In the following example we have our root as the public key, and then want to sign with Key3. We then show the authentication path which takes us to the root (as defined in the bold arrows):

In the following we have a message of “hello” and which has a SHA-256 hash of “2cf24dba5fb0a30e26e83b2ac5b9e29e1b161e5c1fa7425e73043362938b9824”.

We first produce four sets of key pairs (and which can only be used once each). For each set of key-pairs we have 32 256-bit random numbers, and the public key is 32 256-bit versions of the private key, and that have been hashed 256 times.

We then take the message and hash it with SHA-256. Next we take each 8-bit value in the hash (N), and then hash 256-N times using SHA-256. These values become the signature.

To verify the receiver takes the hash of the message, and takes the SHA-256 hash. Next they will take each 8-bit value of the received signature, and then hash it by the value of the byte in the hash of the message. The results should be the corresponding value in the public key.
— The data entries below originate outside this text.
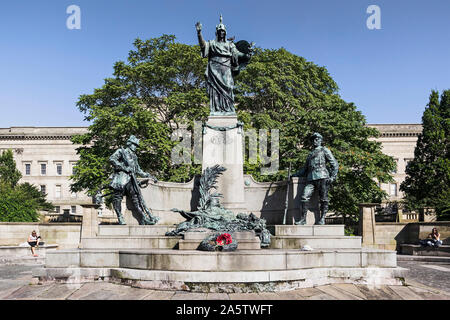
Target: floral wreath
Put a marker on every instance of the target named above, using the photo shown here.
(218, 242)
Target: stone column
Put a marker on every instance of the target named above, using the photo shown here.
(89, 226)
(367, 223)
(223, 146)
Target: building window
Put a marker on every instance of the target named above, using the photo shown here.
(59, 169)
(27, 169)
(58, 192)
(393, 189)
(396, 166)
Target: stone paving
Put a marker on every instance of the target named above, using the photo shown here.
(424, 281)
(16, 283)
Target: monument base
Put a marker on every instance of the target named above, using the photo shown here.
(223, 145)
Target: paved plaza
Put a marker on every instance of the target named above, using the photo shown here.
(424, 281)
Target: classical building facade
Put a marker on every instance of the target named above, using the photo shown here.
(399, 142)
(46, 158)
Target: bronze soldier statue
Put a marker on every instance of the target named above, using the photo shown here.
(317, 177)
(124, 182)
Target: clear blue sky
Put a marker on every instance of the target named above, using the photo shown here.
(387, 73)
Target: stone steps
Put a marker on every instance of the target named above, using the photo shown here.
(244, 260)
(130, 242)
(219, 281)
(307, 230)
(418, 250)
(131, 230)
(26, 250)
(315, 242)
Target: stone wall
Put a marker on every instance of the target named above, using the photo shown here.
(264, 199)
(65, 235)
(390, 235)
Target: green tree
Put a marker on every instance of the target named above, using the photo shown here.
(162, 87)
(8, 171)
(427, 183)
(19, 202)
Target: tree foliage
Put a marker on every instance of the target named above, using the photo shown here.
(428, 175)
(162, 87)
(19, 202)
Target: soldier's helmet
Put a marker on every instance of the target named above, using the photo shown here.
(133, 140)
(316, 135)
(221, 26)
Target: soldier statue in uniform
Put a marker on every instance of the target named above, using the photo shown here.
(318, 177)
(124, 182)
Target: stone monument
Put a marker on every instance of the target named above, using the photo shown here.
(222, 140)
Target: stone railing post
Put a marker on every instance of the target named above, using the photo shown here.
(367, 223)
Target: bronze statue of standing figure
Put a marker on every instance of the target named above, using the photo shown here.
(124, 182)
(319, 177)
(225, 60)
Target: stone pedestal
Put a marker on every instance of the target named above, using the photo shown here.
(367, 223)
(222, 145)
(89, 227)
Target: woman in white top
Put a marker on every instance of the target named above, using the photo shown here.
(33, 241)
The Merkle root defines the top level hash, and where the authentication of the hash for the corresponding key pair is also given.

Message:		hello
Hash(message):		2cf24dba5fb0a30e26e83b2ac5b9e29e1b161e5c1fa7425e73043362938b9824

=== Calculate four signatures with 32 key pairs each ===
Private key [0][0]:	4db81f526b64d69b58a6a1cf9578dc9e04eac297414e9fe63a85df2ccef11a6a
Private key [0][1]:	673d627b7badf7461257d3e65bd557bda0da24e6485d97e86cf92d784bbbcdc6
....
Private key [0][31]:	5d4b71021c9d90ec95822037004d994e15bee4587fc08cf33d1877cc8c5fe153
....
Public key [0][0]:	336196ed0c22d4cff3218c9000e24c70a0bfec5e0ca318afe4899a16ccc755c6
Public key [0][1]:	fa0a9ce753520bb142dc97c10fc313e09b6f5f83639d9bfb2beabd78785276e0
....
Public key [0][31]:	a5912d99be04e9af0fdc6e2b2903788d7023c6ddae69a7b409e07e57465e246b

=== Determine Merkle Root ====
Merkle root:		3fa78ced3b5dc205b3dbfc29a89a2352d11f16c2a751c15666f25e73c6a54fbf

=== Create signature ====
Signature [0]:		9e82faf05429db2854001abf42ea38eec1cd6cbf1b76292cc1bc8ef82ca61216
....
Signature [31]:		aaaf98ff8576a19ac758b765a5eb75d42286bf548188e5778a294f09f78aa42a

=== Verify signature ====
Verified MSS:		True
Merkle path:	[('161b01f3c986543bda6a9a49bde5820f7ba5324cdfd5ea4535d897fed750309c', '47dfb8b70b1a7e8227dca2b226410d818104f4af45352f5334f4230436903c4c'), ('b344637c77e539df5d5396b354bbc2c3d202d6b2fd4ce8175338ae42035ec1a6', '61eddc1359167727065c94a0427b8d18811a791fae7db2b5103dc3b20b1a3cf5'), ['3fa78ced3b5dc205b3dbfc29a89a2352d11f16c2a751c15666f25e73c6a54fbf']]
Verify root		True

A demonstration of this method is given here.

Conclusions

Our current digital work is almost full trustless. We must move increasing into a world where we sign every transaction. But there are risks, and the major risks is that the existing public key methods used for signing can be broken by quantum computers. We must thus plan to deprecate these methods — soon — and move towards more robust ways — and Merkle signatures are a good way forward, especially when integrated with other OTS methods.